The burgers are steamed. Don’t ask further for secrets.

And definitely don’t ask for fries. “No french fries, dammit!” goes the saying here. You’ll enjoy your burger served in a basket with a bag of Lay’s, dammit.

Also, you should be prepared to pay cash. And to face the likes of Hier. “Who are ya?” he might demand. And if you pass the test, you might just hear some stories, such as the one he tells of when the floor endured much greater damage than from his branding iron.

“My brother and I rode horses in here one day,” Hier says. “That woulda been in the ’60s.”

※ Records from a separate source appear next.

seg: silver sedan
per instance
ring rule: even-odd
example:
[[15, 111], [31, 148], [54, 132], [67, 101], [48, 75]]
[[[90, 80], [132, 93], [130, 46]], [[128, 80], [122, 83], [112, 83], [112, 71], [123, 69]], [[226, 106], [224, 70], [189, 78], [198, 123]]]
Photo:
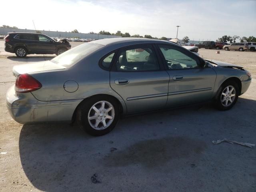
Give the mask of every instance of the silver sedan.
[[21, 124], [78, 121], [102, 135], [120, 115], [212, 101], [231, 108], [251, 83], [235, 65], [202, 59], [173, 43], [116, 38], [85, 43], [50, 61], [13, 68], [6, 93]]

That was when Therman Thompson was the owner. He’s pictured on the wall with the founder, Bud Herbert, who opened the joint not long after World War II. Bud sold the place when he became judge in Castle Rock, the story goes.

And the stories go on and on.

Of Moore always winning the pumpkin contest in the fall; he always grows the biggest. Of him dressing up as Santa in the winter. Of Elder’s rattlesnake.

“We were coming back from unloading a bunch of hay. This was before they double-laned the highway,” he starts, ending with the creature he found and brought into the bar.

Hier has stories of other pranks he pulled. Has stories and stories.

“I may go home and get the book,” he says.

Yes, he wrote a book on Bud’s. Because anything worth preserving, he figured, is worth a book.

On the menu

The hamburger is $4.30. The double hamburger is $6.55. The cheeseburger is $4.65. And the most popular double cheeseburger is $7.30.

That's it. Four menu items.

"Pickles and onion on the side," Chalian says. "If you've been here before and know to ask, you can get grilled onions. And that's it."

Folks at Bud's know the burger goes down best with a cold one. Bud Light, Coors, Miller Lite and Pabst Blue Ribbon among $4.25 bottles. Blue Moon, Colorado Native and Sam Adams on the $5 list.

Well drinks for $4.25. Wines for $5. Coca Cola products.